Alessandro Taffo è il creativo della più famosa agenzia funeraria italiana. In poche parole, colui che cura le divertenti campagne pubblicitarie dell’azienda di famiglia. Proprio quelle che fanno sorridere della morte. In un’intervista a La Repubblica, Taffo ha aperto il suo cuore non soltanto sulle difficoltà che ha dovuto incontrare negli anni, ma anche sulle richieste più assurde ricevute per la sua attività, gestita con il fratello Daniele. Una in particolare. “Dipingere una bara di rosso per un defunto del Partito comunista“, ha detto.

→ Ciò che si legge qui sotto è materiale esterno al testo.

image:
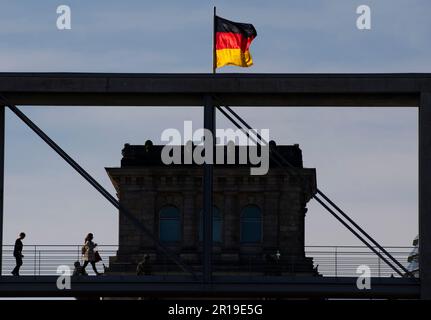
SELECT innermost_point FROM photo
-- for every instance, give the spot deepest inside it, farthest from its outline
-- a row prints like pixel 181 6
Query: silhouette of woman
pixel 89 254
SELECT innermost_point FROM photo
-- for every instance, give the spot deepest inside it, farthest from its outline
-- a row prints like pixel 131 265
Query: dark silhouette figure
pixel 89 255
pixel 144 267
pixel 78 270
pixel 17 253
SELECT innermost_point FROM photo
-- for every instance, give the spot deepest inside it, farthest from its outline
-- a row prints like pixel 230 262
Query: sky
pixel 366 158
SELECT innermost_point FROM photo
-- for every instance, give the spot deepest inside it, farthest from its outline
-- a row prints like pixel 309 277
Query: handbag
pixel 97 256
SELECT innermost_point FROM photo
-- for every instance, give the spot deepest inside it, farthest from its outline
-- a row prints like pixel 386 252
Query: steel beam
pixel 424 194
pixel 2 138
pixel 80 89
pixel 209 124
pixel 240 287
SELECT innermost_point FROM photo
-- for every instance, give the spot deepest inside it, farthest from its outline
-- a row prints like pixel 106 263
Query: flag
pixel 232 42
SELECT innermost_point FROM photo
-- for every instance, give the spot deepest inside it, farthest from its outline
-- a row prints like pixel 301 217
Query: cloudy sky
pixel 366 158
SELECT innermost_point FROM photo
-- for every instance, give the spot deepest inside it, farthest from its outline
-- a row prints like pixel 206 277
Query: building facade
pixel 258 221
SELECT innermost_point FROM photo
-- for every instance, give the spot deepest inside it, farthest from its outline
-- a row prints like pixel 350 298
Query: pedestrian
pixel 17 253
pixel 89 255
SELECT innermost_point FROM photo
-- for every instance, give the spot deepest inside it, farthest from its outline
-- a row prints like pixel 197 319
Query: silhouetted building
pixel 258 222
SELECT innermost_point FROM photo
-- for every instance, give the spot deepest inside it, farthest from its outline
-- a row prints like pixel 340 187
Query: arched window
pixel 251 224
pixel 217 225
pixel 169 224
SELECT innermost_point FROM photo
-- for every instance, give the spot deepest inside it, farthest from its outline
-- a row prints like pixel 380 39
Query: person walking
pixel 17 253
pixel 89 255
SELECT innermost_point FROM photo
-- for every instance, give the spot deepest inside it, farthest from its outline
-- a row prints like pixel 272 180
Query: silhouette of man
pixel 17 253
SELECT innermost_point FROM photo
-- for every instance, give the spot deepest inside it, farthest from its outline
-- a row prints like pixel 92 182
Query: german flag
pixel 232 42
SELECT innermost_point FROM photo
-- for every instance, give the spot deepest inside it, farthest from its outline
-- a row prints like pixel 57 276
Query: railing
pixel 335 261
pixel 343 261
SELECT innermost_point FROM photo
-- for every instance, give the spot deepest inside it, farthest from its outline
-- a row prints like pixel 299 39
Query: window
pixel 170 224
pixel 217 226
pixel 251 224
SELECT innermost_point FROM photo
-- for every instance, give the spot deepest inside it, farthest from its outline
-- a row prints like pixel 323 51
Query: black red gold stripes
pixel 232 42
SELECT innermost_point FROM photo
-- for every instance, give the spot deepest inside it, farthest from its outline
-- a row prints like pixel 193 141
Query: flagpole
pixel 214 42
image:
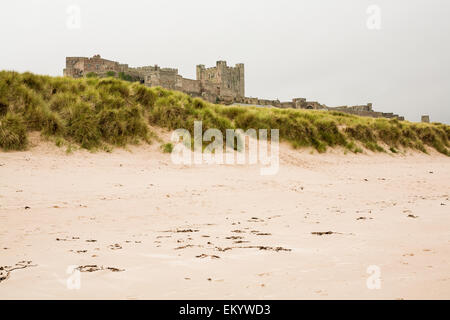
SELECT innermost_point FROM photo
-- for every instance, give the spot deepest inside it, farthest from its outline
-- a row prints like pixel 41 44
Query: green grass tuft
pixel 97 113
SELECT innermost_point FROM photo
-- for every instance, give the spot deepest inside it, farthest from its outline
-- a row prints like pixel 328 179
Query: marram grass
pixel 95 113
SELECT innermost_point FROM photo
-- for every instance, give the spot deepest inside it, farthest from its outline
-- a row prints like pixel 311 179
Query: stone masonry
pixel 219 84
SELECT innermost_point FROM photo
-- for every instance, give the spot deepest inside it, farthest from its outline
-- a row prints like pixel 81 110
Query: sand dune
pixel 137 226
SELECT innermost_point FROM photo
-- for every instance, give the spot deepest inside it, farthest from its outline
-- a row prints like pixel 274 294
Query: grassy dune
pixel 99 113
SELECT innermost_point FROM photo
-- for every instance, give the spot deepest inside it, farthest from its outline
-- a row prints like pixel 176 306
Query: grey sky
pixel 318 49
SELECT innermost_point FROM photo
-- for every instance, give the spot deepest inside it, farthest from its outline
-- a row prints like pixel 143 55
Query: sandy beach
pixel 139 227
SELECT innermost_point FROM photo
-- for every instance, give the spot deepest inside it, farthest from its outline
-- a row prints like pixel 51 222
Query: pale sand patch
pixel 181 232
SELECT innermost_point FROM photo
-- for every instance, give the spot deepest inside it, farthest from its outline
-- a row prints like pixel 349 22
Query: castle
pixel 220 84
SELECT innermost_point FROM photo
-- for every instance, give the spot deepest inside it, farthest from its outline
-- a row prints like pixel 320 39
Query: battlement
pixel 220 84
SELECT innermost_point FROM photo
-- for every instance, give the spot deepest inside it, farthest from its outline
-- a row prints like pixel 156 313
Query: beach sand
pixel 149 229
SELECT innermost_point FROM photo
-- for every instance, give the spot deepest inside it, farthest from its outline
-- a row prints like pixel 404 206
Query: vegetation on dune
pixel 95 112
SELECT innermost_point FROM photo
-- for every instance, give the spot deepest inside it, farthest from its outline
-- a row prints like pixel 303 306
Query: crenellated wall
pixel 219 84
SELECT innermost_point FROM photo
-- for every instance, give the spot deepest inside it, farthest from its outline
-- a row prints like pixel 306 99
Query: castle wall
pixel 219 84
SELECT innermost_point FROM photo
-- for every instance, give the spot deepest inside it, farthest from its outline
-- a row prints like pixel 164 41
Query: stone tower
pixel 228 80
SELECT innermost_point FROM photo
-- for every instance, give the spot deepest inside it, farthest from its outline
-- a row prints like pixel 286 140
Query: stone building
pixel 220 84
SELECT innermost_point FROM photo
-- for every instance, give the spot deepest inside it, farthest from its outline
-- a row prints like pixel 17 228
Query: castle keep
pixel 219 84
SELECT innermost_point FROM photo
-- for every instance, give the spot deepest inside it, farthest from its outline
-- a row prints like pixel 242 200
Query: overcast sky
pixel 322 50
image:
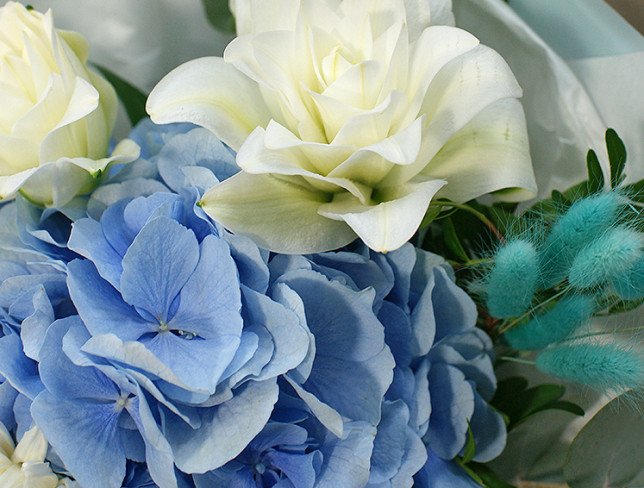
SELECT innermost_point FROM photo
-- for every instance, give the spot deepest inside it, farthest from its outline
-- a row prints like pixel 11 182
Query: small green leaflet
pixel 133 99
pixel 595 175
pixel 486 477
pixel 609 450
pixel 518 402
pixel 616 157
pixel 452 241
pixel 219 15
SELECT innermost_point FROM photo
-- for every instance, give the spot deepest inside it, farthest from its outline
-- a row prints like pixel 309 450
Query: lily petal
pixel 388 225
pixel 279 215
pixel 489 154
pixel 213 94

Di campagne bocciate, o che lo hanno fatto pentire, nemmeno l’ombra. Se si eccettua per un caso. E no, non è quello sulla Giornata della Memoria che ha scatenato tante polemiche per l’accusa a Israele di essere smemorato. “Quella con più critiche è di gennaio 2014: una cornetta del telefono penzolante, come in un film horror, e il titolo ‘vi aiuteremo a farlo a pezzi’. Parlavamo del funerale a rate, la gente ha pensato che volessimo fare a pezzi i defunti“, ha aggiunto.
Quanto alla sua vita, Alessandro Taffo ha parlato degli anni giovanili, segnati dal bullismo. “Ero bullizzato. Quando papà mi accompagnava a scuola al Tuscolano dicevano ‘è arrivato il becchino’. Sono cresciuto con l’idea di dover riscattare me stesso e questo lavoro. Vedevo papà che usciva la mattina e tornava la sera con un carico di responsabilità grosso perché un funerale non ammette repliche“, ha spiegato.
Adesso, ovviamente, è tutto diverso. Da lui c’è la fila per avere un gadget griffato Taffo. Del resto, sono stati tantissimi i familiari dei vip che si sono rivolti a lui per i funerali del loro cari. Ultimi in ordine di tempo, quelli di Sandra Milo, scomparsa lo scorso gennaio. E il suo funerale? “Io sono un po’ gitano, vorrei andarmene con i botti“, ha concluso.